Friday, April 9, 2010

A Serious Man

Dir. Joel Coen and Ethan Coen

the attribution of a universal or symbolic quality to transient and otherwise helpless human beings.

A Serious Man, the Coen brothers' 14th feature, opens with the quote “Receive with simplicity everything that happens to you.” If ever there was an aphorism which the characters in the brothers' films applied less to their lives, I would like to see it. Whether it be the vendetta driven Lewelyn Moss or the scheming of Jerry Lundegaard, Coen characters have a unfailing tendency to complicate their lives in a misguided effort to simplify them. In A Serious Man we bear witness to the trials and tribulations of Larry Gopnik (Michael Stuhlbarg). In a state of constant frenetic panic, Larry's world unwinds until nothing remains but the very core of his being. In it's calling into question the usefulness of allegory and its subsequent affect on our ability to endure misfortune, the Coen's make one of the more remarkable turnarounds of their impressive career. A Serious Man exalts rather than depraves the suffering of its protagonist, easily making it the most humanitarian film in the brothers' grim body of work.
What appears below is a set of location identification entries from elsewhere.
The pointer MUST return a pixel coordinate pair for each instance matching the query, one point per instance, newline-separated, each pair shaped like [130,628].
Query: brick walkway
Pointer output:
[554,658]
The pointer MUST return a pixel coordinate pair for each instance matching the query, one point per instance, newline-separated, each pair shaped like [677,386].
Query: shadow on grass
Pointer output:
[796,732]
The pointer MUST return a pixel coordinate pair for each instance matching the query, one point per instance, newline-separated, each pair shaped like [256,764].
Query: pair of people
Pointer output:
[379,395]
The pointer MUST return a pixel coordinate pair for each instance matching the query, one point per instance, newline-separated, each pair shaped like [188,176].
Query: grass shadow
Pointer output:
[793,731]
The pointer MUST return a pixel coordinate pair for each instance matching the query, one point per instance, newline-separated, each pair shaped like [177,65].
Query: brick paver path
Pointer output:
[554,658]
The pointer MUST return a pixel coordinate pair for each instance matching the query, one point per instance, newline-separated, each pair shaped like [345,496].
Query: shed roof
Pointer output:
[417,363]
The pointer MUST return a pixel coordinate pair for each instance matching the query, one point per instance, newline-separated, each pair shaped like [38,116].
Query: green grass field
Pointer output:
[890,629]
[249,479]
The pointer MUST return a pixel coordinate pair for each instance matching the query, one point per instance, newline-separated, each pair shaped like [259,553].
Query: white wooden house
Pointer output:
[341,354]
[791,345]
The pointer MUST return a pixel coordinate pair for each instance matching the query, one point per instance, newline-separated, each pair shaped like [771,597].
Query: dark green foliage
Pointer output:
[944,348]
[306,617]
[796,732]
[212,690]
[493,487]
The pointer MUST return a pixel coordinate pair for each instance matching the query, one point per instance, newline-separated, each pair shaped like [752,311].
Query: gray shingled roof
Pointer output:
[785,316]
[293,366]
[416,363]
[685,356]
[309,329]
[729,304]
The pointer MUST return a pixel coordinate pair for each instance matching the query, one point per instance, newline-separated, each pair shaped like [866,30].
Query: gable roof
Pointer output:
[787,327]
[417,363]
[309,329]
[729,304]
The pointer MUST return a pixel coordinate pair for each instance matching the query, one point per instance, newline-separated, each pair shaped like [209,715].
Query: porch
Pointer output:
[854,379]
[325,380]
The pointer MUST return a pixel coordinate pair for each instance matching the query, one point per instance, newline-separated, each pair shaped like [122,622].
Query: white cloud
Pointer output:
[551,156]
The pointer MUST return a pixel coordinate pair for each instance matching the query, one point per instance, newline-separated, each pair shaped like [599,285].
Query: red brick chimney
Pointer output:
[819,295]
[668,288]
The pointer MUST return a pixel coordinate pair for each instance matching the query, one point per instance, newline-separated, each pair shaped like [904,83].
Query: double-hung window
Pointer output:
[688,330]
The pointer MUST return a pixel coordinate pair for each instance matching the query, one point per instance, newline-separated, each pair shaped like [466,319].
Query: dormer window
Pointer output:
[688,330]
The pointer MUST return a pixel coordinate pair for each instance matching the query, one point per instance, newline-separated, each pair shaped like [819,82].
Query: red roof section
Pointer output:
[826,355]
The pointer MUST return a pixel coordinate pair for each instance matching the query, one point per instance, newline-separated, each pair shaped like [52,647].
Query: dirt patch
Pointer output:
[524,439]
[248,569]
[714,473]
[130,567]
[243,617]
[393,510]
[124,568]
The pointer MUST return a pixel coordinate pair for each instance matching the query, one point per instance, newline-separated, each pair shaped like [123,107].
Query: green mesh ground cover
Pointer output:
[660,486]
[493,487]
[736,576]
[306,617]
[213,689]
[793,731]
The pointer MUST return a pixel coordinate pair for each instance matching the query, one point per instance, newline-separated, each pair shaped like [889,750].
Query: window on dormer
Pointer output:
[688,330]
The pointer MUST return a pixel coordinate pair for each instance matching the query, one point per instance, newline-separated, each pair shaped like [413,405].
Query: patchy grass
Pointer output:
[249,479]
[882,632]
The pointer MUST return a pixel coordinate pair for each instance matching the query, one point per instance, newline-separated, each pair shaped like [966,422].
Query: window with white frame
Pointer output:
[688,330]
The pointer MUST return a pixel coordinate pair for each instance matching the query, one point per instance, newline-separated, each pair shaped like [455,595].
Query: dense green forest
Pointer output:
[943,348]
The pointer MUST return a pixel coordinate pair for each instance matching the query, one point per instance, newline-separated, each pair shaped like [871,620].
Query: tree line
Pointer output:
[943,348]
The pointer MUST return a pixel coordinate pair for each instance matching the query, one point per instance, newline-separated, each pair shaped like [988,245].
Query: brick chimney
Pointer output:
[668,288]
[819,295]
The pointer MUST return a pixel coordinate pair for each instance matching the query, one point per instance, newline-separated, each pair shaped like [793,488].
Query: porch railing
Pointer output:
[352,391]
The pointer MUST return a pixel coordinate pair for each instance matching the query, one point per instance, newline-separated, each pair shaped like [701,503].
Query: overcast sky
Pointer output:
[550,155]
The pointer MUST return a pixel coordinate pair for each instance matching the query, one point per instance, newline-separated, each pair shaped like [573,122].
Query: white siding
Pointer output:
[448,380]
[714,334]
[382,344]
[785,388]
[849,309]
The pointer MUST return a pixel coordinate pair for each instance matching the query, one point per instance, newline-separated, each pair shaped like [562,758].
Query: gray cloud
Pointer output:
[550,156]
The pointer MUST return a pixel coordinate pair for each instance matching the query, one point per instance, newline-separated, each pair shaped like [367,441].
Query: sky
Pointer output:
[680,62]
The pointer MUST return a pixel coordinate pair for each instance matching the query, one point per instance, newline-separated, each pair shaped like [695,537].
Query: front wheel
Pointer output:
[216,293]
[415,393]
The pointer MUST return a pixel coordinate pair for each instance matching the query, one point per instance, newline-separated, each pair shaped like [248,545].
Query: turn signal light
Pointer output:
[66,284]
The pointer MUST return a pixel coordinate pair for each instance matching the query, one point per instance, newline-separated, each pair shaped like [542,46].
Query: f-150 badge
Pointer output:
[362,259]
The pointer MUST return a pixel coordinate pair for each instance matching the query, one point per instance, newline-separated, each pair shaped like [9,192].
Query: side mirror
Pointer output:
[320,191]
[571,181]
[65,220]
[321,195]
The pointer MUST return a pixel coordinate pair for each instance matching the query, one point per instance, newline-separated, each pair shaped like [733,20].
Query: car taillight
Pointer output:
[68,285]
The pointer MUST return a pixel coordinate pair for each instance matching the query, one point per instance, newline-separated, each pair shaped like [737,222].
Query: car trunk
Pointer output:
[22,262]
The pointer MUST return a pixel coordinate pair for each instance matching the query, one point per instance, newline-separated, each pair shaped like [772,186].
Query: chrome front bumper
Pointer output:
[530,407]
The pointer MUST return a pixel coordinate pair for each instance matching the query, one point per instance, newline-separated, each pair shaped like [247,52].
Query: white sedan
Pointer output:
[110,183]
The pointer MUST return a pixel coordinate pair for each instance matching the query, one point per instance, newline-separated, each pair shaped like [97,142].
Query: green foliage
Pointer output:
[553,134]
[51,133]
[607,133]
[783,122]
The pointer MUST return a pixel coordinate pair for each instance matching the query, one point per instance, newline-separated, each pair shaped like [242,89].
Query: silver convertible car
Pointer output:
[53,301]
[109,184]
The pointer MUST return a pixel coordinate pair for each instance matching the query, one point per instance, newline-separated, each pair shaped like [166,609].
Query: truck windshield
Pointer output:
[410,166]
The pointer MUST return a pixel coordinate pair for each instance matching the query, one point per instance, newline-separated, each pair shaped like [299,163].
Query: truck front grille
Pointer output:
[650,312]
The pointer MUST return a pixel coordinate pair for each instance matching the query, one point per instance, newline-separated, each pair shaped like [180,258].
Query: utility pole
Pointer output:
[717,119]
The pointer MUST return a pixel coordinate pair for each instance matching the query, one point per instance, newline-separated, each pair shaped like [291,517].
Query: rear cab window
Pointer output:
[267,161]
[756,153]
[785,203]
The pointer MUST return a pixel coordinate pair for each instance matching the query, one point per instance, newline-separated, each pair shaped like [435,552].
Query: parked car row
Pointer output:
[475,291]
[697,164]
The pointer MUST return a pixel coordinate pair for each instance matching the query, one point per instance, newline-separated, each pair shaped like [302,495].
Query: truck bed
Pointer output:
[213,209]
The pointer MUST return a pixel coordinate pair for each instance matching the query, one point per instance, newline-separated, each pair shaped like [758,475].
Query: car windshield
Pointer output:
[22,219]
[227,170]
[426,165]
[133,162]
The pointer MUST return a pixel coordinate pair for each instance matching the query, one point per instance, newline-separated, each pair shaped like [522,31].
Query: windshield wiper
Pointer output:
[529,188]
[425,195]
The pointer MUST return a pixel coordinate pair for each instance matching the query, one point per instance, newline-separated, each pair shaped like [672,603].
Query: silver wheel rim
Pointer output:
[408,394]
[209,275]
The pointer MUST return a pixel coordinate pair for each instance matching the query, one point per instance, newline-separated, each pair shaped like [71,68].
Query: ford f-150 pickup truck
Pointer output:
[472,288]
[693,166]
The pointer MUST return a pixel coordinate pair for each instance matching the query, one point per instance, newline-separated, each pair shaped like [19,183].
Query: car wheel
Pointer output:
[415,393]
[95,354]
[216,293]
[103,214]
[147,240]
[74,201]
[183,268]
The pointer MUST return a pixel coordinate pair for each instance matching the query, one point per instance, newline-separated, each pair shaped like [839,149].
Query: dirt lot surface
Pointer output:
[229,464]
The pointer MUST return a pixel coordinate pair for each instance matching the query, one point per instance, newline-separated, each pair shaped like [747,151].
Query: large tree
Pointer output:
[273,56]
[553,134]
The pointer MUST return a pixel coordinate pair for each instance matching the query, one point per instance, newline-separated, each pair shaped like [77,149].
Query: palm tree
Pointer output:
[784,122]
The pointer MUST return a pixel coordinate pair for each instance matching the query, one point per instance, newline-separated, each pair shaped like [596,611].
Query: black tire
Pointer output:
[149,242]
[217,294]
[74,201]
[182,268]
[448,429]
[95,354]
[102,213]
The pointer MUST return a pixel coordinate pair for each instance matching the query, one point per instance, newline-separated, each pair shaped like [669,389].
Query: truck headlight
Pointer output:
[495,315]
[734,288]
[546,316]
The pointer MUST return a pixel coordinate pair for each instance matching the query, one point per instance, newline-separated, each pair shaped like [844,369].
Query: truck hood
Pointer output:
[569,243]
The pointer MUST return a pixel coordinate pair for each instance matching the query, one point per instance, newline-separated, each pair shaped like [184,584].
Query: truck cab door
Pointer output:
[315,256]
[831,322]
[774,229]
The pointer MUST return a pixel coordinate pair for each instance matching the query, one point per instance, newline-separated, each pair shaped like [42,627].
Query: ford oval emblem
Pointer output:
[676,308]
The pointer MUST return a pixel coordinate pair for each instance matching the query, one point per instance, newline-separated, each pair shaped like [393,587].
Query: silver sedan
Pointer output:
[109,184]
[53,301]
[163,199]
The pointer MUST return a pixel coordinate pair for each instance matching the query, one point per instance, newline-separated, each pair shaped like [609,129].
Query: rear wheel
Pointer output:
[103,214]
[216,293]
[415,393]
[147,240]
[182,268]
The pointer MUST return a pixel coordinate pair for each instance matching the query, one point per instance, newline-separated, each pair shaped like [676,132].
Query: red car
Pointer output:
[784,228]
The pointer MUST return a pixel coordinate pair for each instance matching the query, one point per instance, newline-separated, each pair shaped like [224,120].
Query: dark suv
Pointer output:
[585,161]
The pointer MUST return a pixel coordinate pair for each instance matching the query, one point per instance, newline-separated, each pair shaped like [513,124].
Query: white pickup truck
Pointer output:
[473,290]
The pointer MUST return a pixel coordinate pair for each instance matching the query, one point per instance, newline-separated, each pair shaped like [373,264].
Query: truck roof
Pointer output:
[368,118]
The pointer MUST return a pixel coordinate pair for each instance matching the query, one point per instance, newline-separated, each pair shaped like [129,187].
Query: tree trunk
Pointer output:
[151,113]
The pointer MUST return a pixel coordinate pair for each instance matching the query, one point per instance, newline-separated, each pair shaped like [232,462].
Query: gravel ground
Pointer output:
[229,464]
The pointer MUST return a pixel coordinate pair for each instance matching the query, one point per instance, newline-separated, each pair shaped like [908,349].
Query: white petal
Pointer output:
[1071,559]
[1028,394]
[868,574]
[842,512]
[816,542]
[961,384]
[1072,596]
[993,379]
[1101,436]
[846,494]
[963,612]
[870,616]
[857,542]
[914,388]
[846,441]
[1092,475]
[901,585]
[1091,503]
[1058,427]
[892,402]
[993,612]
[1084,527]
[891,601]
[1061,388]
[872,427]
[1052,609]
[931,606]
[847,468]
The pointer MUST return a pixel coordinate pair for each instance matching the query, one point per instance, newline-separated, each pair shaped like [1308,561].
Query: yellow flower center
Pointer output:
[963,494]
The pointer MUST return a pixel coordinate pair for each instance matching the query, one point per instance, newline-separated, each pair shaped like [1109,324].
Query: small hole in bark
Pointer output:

Over the course of their career, the Coens have become masters of allegorical realism. The self-contained worlds of their films give the impression that there is always a lesson needing to be learned. Occasionally this attribute has devolved into absurd social satire (Burn After Reading) but for the most part the Coens have maintained the heady combination of stories unique enough to capture our interest but universal enough to sustain the high moral ground they tend to tread upon. A Serious Man aligns itself most closely with Fargo as a film about the universe inflicting its indifferent wrath upon a man. Like Jerry Lundegaard and Barton Fink before him, Larry Gopnik becomes painfully aware of his own simplicity and impressionability, which in turn shatters the small world he lives in. However, the parallels to A Serious Man are not found simply within a single text or within the Coen's oeuvre. The film is a composite of numerous stories with each marking the point at which faith in a higher power must either be accepted or rejected.

To call A Serious Man a film about Judaism is both a under and overstatement. The important religious elements are here (faith, morality, fidelity, etc.) but the film is not simply about a man coming to terms with God's way (“The boss isn't always right, but he's always the boss.”). Larry, in Murphy's Law free fall, is driven by the question “Why?” but the Coens are driven by a different, related question: “How?” How do we believe? The brothers point to the religious significance of allegory and parable which have played a large part in how they tell their own stories. Where Larry, in vain attempts to assert his seriousness, seeks to understand the math or the reason behind his suffering, the Coens suggest that there is no reason and never was. In their impressionistic use of the story of Job (Larry), David and Goliath (Larry's habitually pot smoking son Danny [Aaron Wolff] is hounded by the beastly Fagle), and Adam and Eve (the film's prologue in the Polish shteti) among others, the Coen's are really illustrating a complex portrait of the uselessness of parables as a means of, or reason for, living.

This reading is complicated because without the allegories to give it existential buoyancy A Serious Man might never leave its narrative bed; lying prostrate in the face of an uncaring universe. When Larry seeks spiritual guidance from a trinity of Rabbis he finds the naivete of the junior Rabbi an immediate tool for reassessment. When this fails, the practiced pragmatism of the 2nd Rabbi, who not only gives Larry a feasible solution but also becomes the mouthpiece for the Coens assertions about the use of purpose driven tales, only redoubles Larry's conviction that God wishes him to suffer. From the 3rd Rabbi he is given nothing, which is perhaps all he ever needed. Throughout the film various characters give credence to Larry's suffering as he proclaims to everyone “I haven't done anything!” The tighter Larry grips his metaphysical oiled rope, the faster he descends into the swirling madness of the film's finale.

“I understand the math. I don't understand the cat,” Larry asserts to his blackmailing Korean student, Clive. In this case the context is Shrodinger's Paradox, but the quote can be read widely. Larry is a rational man but the world is not a rational place. Through sheer perseverance Larry attempts to understand why these unfortunate incidents keep occurring in his life but ironically detaches himself from their real life consequences. We constantly are catching him in media res, always shocked by some new fact that, to him and us, has come out of nowhere. Though it may sound like a world of suffering, the Coens actually come to empathize with Larry. Calling attention to their own thematic use of allegory, the Coens have finally found a character they do not wish to make a martyr of contemporary morality. They almost give him a satisfying ending but then it wouldn't be a Coen brothers film without some level of ambiguity. Larry's call from the doctor and the approaching storm are not the final nails in the grave of the Gopniks or the Jewish clan at Saint Louis, Minnesota. They are, in fact, reiterations of the film's opening quote. We never truly figure out what is right and wrong because the destructive will of the universe (or God) comes to sweep us all away before our existential queries are answered. With questions swirling around the film's ending (What will happen Larry? Why isn't Danny frightened of the oncoming tornado? What is the significance of the recurring Jefferson Airplane song?), the film's iconic final shot may be the best answer. Or perhaps better still are the words of Clive's inconsistent father: “Please, accept the mystery.”